In this notebook, we implemented a Linear Regression model from scratch capable of handling multiple features. This exercise illustrates the core principles of linear regression, including fitting parameters using the Normal Equation, making predictions, and evaluating model performance with metrics such as MAE, MSE, and R².

### Strengths of Linear Regression
- Simplicity and interpretability: Linear regression is easy to understand and provides direct insight into how each feature affects the target variable.
- Efficiency: Using the Normal Equation allows for a closed-form solution without iterative optimization.
- Foundation for more complex models: It serves as the basis for many advanced regression and machine learning methods.

### Weaknesses of Linear Regression
- Limited to linear relationships: It assumes that the relationship between features and target is linear, which may not hold in real-world data.
- Sensitive to outliers: Extreme values can disproportionately influence the slope and intercept.
- Feature scaling may be necessary: Variables on very different scales can affect model performance, especially in gradient-based variants.

### Analysis of Results
- California Housing Dataset: The model achieved an R² of approximately 0.58, indicating that it explains over half of the variance in median house prices. While this is a reasonable result for a simple linear model, the moderate R² suggests that some non-linear relationships and complex interactions between features are not captured.
- Diabetes Dataset: The R² of around 0.45 reflects a modest fit, highlighting that linear regression can capture general trends but may struggle with more subtle or non-linear effects present in clinical data. The MAE and MSE values confirm that the predictions are reasonably close to actual values but leave room for improvement.

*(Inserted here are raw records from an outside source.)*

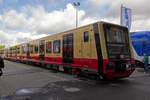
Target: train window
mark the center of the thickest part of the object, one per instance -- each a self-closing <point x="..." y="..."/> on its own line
<point x="36" y="49"/>
<point x="31" y="48"/>
<point x="86" y="36"/>
<point x="48" y="47"/>
<point x="56" y="46"/>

Overall, this notebook demonstrates that linear regression is a powerful and interpretable tool for baseline modeling, but its assumptions and limitations must be considered when applying it to real-world datasets. Further improvements could include feature scaling, polynomial features, regularization, or more sophisticated algorithms to better capture complex patterns.